Les greffiers doivent informer les justiciables

L'article 297 du Code judiciaire stipule que «les membres des cours, tribunaux, parquets et greffes ne peuvent, soit verbalement, soit par écrit, assurer la défense des parties ni donner à celles-ci des consultations». Faut-il en conclure que le personnel des greffes ne peut donner aucune information d'ordre procédural aux justiciables? Non, a répondu le Conseil supérieur de la Justice.

J.-C.M.

L'article 297 du Code judiciaire stipule que «les membres des cours, tribunaux, parquets et greffes ne peuvent, soit verbalement, soit par écrit, assurer la défense des parties ni donner à celles-ci des consultations».

Faut-il en conclure que le personnel des greffes ne peut donner aucune information d'ordre procédural aux justiciables? Non, a répondu le Conseil supérieur de la Justice. Pourtant, de nombreux citoyens se plaignent régulièrement du fait que des greffiers refusent de les orienter dans certaines démarches simples en invoquant le Code judiciaire, relève la sénatrice Clotilde Nyssens (CDH), qui a posé récemment une question parlementaire sur le sujet à la ministre de la Justice.

Hervé Jamar, secrétaire d'Etat à la Modernisation des finances et à la lutte contre la fraude fiscale, a lu la réponse de Laurette Onkelinx. Celle-ci relève que naguère le greffier était censé noter et se taire. L'interdiction légale de donner des informations était jugée prioritaire. Depuis les années 70, les choses ont changé et la loi du 17 juillet 1997 donne même au greffier un devoir d'information s'agissant de l'organisation judiciaire et de la procédure. «Le greffier, écrit MeOnkelinx, ne se comporte pas comme le gardien dans «Le Procès» de Kafka mais comme un guide compétent, expérimenté et aimable.»

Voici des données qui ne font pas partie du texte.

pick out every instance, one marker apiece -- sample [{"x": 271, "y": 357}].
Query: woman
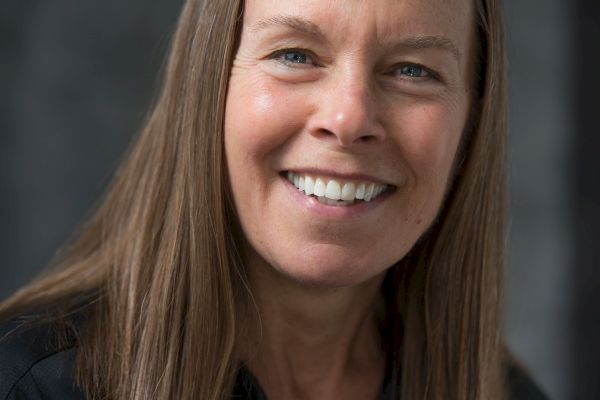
[{"x": 315, "y": 209}]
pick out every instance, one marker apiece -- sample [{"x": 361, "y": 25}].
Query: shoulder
[
  {"x": 521, "y": 386},
  {"x": 33, "y": 365}
]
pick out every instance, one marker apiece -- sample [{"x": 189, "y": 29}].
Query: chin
[{"x": 321, "y": 272}]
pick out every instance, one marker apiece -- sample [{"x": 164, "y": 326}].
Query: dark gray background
[{"x": 76, "y": 78}]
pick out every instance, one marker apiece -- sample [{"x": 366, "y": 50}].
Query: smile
[{"x": 336, "y": 192}]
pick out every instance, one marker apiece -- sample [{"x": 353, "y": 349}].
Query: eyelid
[
  {"x": 431, "y": 74},
  {"x": 274, "y": 55}
]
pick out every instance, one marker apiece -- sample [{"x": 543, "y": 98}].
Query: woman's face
[{"x": 343, "y": 119}]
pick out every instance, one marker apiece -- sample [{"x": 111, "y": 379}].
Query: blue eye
[
  {"x": 293, "y": 57},
  {"x": 414, "y": 71}
]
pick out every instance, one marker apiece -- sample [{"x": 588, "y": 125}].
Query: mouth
[{"x": 335, "y": 191}]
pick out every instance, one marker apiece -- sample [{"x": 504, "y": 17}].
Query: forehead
[{"x": 376, "y": 21}]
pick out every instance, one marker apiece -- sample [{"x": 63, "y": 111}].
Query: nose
[{"x": 346, "y": 111}]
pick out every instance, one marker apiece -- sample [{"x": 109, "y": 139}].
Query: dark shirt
[{"x": 31, "y": 368}]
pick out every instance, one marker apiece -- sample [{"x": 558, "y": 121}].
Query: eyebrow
[
  {"x": 311, "y": 29},
  {"x": 292, "y": 22},
  {"x": 427, "y": 42}
]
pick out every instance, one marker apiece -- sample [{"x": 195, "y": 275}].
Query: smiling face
[{"x": 342, "y": 122}]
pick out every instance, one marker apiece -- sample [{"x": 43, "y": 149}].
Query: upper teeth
[{"x": 334, "y": 189}]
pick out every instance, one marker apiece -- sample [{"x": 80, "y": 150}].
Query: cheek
[
  {"x": 260, "y": 117},
  {"x": 429, "y": 137}
]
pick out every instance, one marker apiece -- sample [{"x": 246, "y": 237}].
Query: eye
[
  {"x": 413, "y": 71},
  {"x": 293, "y": 57}
]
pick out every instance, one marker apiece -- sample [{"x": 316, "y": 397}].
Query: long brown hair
[{"x": 158, "y": 272}]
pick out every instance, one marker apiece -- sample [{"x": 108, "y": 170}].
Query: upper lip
[{"x": 351, "y": 176}]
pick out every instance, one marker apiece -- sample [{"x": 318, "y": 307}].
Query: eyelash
[{"x": 427, "y": 74}]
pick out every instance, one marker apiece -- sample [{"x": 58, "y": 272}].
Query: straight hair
[{"x": 157, "y": 269}]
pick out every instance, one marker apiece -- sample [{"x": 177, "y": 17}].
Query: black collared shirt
[{"x": 31, "y": 368}]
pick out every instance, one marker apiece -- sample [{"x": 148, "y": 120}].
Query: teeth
[
  {"x": 333, "y": 192},
  {"x": 309, "y": 185},
  {"x": 348, "y": 191},
  {"x": 319, "y": 187},
  {"x": 360, "y": 191},
  {"x": 369, "y": 191}
]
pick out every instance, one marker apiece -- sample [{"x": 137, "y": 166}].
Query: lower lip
[{"x": 313, "y": 206}]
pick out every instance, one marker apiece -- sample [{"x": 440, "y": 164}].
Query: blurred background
[{"x": 77, "y": 76}]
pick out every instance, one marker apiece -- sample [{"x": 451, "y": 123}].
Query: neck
[{"x": 313, "y": 341}]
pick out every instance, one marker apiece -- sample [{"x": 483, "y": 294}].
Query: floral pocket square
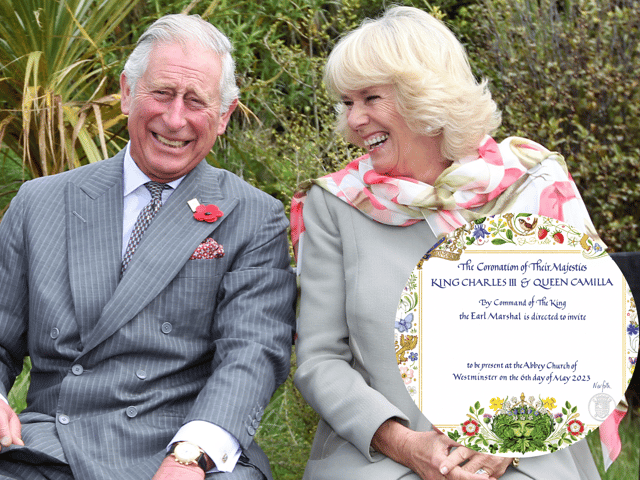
[{"x": 208, "y": 250}]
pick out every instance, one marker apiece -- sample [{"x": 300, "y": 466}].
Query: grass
[{"x": 626, "y": 465}]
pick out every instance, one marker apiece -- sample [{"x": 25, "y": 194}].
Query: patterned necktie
[{"x": 143, "y": 220}]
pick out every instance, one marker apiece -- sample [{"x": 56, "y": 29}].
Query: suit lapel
[
  {"x": 166, "y": 246},
  {"x": 94, "y": 239}
]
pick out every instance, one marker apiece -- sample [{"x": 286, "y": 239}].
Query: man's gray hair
[{"x": 183, "y": 29}]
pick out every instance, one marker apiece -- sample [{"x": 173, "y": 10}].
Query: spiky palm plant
[{"x": 54, "y": 111}]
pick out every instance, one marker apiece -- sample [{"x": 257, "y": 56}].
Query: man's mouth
[
  {"x": 170, "y": 143},
  {"x": 376, "y": 141}
]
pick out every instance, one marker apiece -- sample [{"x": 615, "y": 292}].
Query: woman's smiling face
[{"x": 395, "y": 150}]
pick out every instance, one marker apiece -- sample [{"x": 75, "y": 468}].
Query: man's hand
[
  {"x": 426, "y": 453},
  {"x": 10, "y": 427},
  {"x": 493, "y": 465},
  {"x": 172, "y": 470}
]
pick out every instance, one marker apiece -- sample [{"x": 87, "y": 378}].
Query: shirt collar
[{"x": 133, "y": 177}]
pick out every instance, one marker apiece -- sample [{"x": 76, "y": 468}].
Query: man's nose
[{"x": 174, "y": 116}]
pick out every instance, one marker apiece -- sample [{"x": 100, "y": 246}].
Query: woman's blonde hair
[{"x": 436, "y": 91}]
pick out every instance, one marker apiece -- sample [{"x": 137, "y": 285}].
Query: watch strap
[{"x": 201, "y": 459}]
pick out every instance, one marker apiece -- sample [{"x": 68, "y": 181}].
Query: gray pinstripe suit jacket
[{"x": 119, "y": 366}]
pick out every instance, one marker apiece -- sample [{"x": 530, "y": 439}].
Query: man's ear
[
  {"x": 224, "y": 118},
  {"x": 125, "y": 99}
]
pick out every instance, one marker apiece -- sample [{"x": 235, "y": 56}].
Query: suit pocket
[{"x": 203, "y": 268}]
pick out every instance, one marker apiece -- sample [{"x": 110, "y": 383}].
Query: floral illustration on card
[{"x": 519, "y": 425}]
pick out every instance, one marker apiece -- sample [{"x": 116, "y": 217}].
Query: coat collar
[{"x": 167, "y": 245}]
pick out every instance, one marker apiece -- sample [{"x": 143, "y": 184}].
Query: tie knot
[{"x": 156, "y": 188}]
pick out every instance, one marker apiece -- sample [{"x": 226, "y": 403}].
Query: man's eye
[{"x": 196, "y": 102}]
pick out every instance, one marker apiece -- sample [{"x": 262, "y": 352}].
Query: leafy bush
[{"x": 565, "y": 75}]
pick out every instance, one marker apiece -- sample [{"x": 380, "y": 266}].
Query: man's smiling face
[{"x": 174, "y": 114}]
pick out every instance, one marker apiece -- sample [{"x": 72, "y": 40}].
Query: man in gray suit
[{"x": 152, "y": 328}]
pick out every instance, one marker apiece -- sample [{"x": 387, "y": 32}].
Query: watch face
[{"x": 186, "y": 452}]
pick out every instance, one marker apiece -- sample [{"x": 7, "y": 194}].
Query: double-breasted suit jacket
[{"x": 120, "y": 365}]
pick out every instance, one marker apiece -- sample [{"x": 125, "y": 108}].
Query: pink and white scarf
[{"x": 532, "y": 179}]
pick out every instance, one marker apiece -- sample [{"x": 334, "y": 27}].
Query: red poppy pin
[{"x": 207, "y": 213}]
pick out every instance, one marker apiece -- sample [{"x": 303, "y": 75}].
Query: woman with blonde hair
[{"x": 407, "y": 95}]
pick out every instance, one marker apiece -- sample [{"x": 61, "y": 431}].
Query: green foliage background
[{"x": 564, "y": 73}]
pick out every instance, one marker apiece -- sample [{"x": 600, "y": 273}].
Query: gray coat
[
  {"x": 353, "y": 273},
  {"x": 120, "y": 366}
]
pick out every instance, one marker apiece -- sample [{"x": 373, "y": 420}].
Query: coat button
[{"x": 166, "y": 328}]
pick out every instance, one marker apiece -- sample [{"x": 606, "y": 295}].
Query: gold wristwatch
[{"x": 187, "y": 453}]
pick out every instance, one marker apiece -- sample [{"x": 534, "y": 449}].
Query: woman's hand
[{"x": 429, "y": 454}]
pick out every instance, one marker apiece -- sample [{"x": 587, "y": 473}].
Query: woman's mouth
[{"x": 376, "y": 141}]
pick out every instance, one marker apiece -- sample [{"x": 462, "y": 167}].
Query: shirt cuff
[{"x": 220, "y": 445}]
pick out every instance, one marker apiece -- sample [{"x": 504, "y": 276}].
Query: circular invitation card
[{"x": 516, "y": 335}]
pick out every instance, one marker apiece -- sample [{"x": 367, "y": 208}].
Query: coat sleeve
[
  {"x": 252, "y": 325},
  {"x": 13, "y": 295},
  {"x": 325, "y": 375}
]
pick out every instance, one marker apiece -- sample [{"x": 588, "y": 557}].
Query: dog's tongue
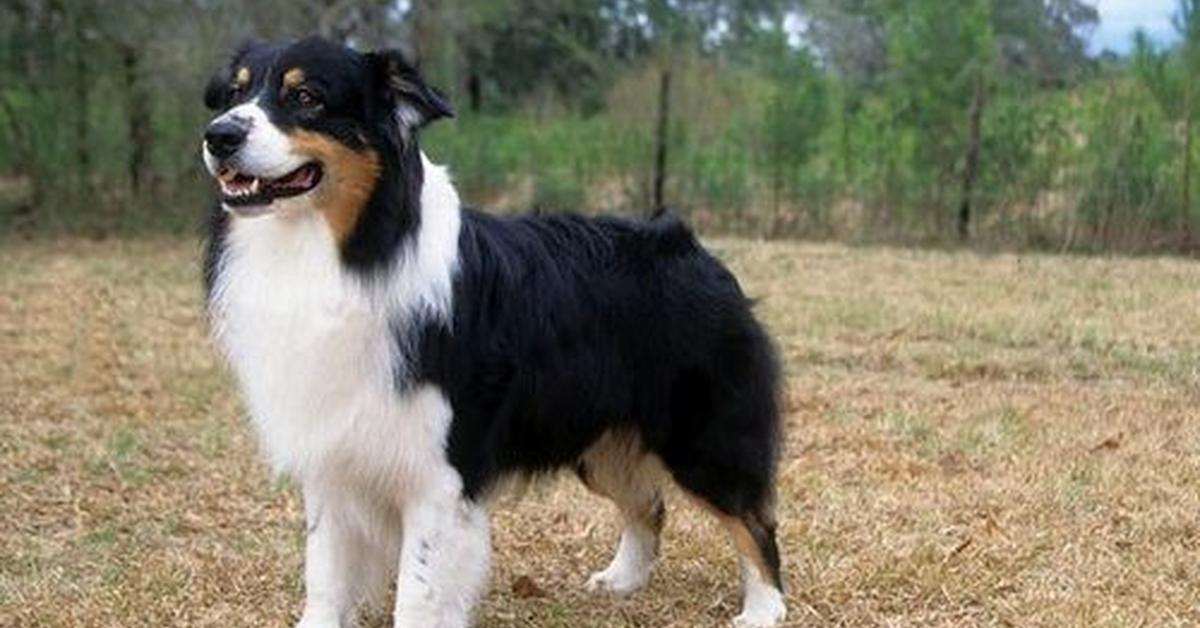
[{"x": 301, "y": 178}]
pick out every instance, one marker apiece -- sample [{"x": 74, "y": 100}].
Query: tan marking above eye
[{"x": 293, "y": 77}]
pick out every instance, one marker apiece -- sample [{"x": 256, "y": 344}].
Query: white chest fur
[{"x": 313, "y": 346}]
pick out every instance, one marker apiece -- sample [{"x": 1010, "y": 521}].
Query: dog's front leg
[
  {"x": 340, "y": 566},
  {"x": 443, "y": 563}
]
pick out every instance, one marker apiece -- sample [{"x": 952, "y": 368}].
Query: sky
[{"x": 1121, "y": 18}]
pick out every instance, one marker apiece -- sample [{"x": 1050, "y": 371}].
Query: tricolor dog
[{"x": 401, "y": 356}]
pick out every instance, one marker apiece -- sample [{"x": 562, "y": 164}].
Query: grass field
[{"x": 971, "y": 441}]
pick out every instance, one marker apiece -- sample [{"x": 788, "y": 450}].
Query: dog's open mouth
[{"x": 240, "y": 190}]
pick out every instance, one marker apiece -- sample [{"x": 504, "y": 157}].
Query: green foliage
[{"x": 882, "y": 121}]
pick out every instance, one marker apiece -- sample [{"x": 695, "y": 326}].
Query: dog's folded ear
[
  {"x": 217, "y": 90},
  {"x": 415, "y": 103}
]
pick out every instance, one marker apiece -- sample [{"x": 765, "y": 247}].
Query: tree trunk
[
  {"x": 971, "y": 168},
  {"x": 82, "y": 111},
  {"x": 660, "y": 155},
  {"x": 138, "y": 112},
  {"x": 1186, "y": 184}
]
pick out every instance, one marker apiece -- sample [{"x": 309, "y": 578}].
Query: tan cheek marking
[
  {"x": 351, "y": 178},
  {"x": 293, "y": 77}
]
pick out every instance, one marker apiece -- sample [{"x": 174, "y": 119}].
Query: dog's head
[{"x": 312, "y": 126}]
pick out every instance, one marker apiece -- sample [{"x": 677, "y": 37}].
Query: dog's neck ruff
[{"x": 313, "y": 341}]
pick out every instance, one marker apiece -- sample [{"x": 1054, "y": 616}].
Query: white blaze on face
[{"x": 268, "y": 151}]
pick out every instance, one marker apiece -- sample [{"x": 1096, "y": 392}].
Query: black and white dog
[{"x": 401, "y": 354}]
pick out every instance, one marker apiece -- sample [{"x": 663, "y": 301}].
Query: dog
[{"x": 402, "y": 356}]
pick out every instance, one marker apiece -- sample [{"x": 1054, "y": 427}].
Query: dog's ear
[
  {"x": 216, "y": 94},
  {"x": 413, "y": 102}
]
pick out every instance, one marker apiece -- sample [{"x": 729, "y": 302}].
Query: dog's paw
[
  {"x": 763, "y": 611},
  {"x": 618, "y": 581},
  {"x": 313, "y": 618}
]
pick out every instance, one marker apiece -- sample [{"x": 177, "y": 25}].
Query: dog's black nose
[{"x": 225, "y": 137}]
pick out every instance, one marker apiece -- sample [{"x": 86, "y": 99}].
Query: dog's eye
[{"x": 305, "y": 97}]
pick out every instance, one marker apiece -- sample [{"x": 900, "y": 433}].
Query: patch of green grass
[
  {"x": 993, "y": 434},
  {"x": 913, "y": 430}
]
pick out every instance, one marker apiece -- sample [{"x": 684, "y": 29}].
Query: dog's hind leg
[
  {"x": 619, "y": 468},
  {"x": 726, "y": 461}
]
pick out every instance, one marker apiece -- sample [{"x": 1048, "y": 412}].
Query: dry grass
[{"x": 972, "y": 441}]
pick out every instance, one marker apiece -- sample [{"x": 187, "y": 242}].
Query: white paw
[
  {"x": 313, "y": 620},
  {"x": 766, "y": 611},
  {"x": 618, "y": 581}
]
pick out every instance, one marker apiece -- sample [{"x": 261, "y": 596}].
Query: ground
[{"x": 971, "y": 441}]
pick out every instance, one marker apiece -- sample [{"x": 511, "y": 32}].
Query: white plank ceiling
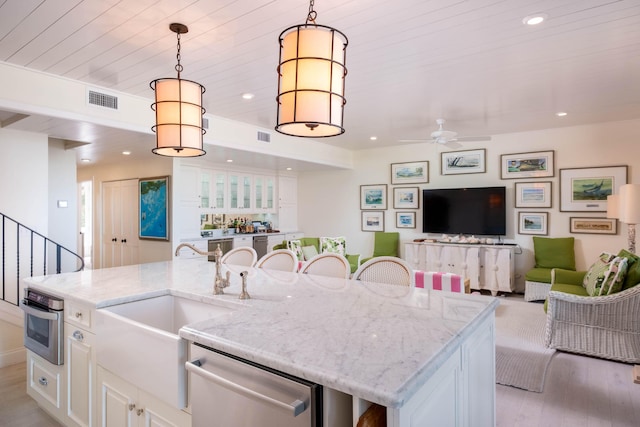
[{"x": 410, "y": 62}]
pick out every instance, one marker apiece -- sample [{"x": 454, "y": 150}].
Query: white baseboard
[{"x": 12, "y": 357}]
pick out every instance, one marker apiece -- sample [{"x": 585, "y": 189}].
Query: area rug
[{"x": 521, "y": 357}]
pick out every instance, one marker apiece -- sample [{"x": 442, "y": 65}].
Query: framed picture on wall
[
  {"x": 538, "y": 164},
  {"x": 406, "y": 198},
  {"x": 460, "y": 162},
  {"x": 410, "y": 172},
  {"x": 373, "y": 196},
  {"x": 372, "y": 220},
  {"x": 153, "y": 205},
  {"x": 533, "y": 223},
  {"x": 586, "y": 189},
  {"x": 405, "y": 220},
  {"x": 593, "y": 225},
  {"x": 533, "y": 194}
]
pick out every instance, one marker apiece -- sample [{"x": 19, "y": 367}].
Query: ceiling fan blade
[
  {"x": 473, "y": 138},
  {"x": 452, "y": 144}
]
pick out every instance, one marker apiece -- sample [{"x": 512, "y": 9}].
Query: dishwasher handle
[{"x": 297, "y": 407}]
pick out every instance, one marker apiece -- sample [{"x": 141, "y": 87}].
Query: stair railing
[{"x": 27, "y": 253}]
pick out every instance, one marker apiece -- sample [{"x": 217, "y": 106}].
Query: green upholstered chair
[
  {"x": 549, "y": 253},
  {"x": 385, "y": 244}
]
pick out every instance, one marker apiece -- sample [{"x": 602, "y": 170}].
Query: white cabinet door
[
  {"x": 80, "y": 369},
  {"x": 120, "y": 223},
  {"x": 124, "y": 405},
  {"x": 46, "y": 384},
  {"x": 116, "y": 401}
]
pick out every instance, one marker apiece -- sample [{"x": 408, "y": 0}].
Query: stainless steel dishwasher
[
  {"x": 229, "y": 391},
  {"x": 260, "y": 244},
  {"x": 226, "y": 245}
]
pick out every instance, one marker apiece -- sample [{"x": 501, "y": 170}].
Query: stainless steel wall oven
[{"x": 43, "y": 325}]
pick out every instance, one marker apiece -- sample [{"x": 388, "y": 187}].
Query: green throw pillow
[
  {"x": 309, "y": 252},
  {"x": 296, "y": 247},
  {"x": 606, "y": 275},
  {"x": 554, "y": 252},
  {"x": 333, "y": 244},
  {"x": 632, "y": 277}
]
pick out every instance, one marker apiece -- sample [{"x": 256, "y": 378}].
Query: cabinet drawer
[
  {"x": 45, "y": 379},
  {"x": 78, "y": 315}
]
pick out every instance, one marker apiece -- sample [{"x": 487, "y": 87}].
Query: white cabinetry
[
  {"x": 68, "y": 391},
  {"x": 460, "y": 393},
  {"x": 120, "y": 223},
  {"x": 122, "y": 404},
  {"x": 488, "y": 267},
  {"x": 240, "y": 188},
  {"x": 46, "y": 384}
]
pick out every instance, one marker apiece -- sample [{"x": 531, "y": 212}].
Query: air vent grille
[
  {"x": 264, "y": 137},
  {"x": 103, "y": 100}
]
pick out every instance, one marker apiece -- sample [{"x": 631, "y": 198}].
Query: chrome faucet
[
  {"x": 244, "y": 294},
  {"x": 193, "y": 248},
  {"x": 219, "y": 283}
]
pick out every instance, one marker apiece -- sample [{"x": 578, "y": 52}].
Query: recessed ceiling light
[{"x": 534, "y": 19}]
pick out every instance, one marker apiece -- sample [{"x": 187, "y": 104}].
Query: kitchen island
[{"x": 423, "y": 355}]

Cela dit, il faut, poursuit-elle, distinguer information et consultation. Le terme consultation signifie: «donner un conseil juridique, rémunéré ou non». Donner une consultation c'est, par exemple, conseiller d'entamer ou non une procédure, suggérer la procédure qu'il est préférable de choisir, conseiller d'interjeter ou non appel. C'est aussi interpréter la loi et recommander tel ou tel avocat, notaire ou huissier de justice. Ce n'est évidemment pas le travail d'un magistrat ou d'un greffier, dont le rôle est de se montrer impartiaux.

Message trompeur

En revanche, le devoir professionnel d'un greffier est bien de donner à celui qui les lui demande des explications sur les structures et les missions des acteurs de la justice; de communiquer les heures d'ouverture des greffes et les différentes façons d'introduire une affaire; d'indiquer la manière d'interjeter appel; d'informer du montant des droits de greffe; de remettre une brochure explicative ou un formulaire modèle. En résumé, informer, c'est indiquer «comment on doit agir conformément à la loi sans faire état d'une quelconque préférence».

Par ailleurs, à l'entrée de certains greffes est apposé le texte de l'article 297 du Code judiciaire.

Pour MmeOnkelinx, la démarche est trompeuse.

Mieux vaudrait faire figurer un texte compréhensible mentionnant la possibilité de recevoir des informations et l'interdiction des consultations, message qui pourrait utilement être joint au panneau mentionnant les heures d'ouverture.

MmeOnkelinx relève enfin que de plus en plus de renseignements et de formulaires standardisés sont mis à la disposition du justiciable dans les greffes et sur Internet, en l'occurrence, sur le site www.juridat.be.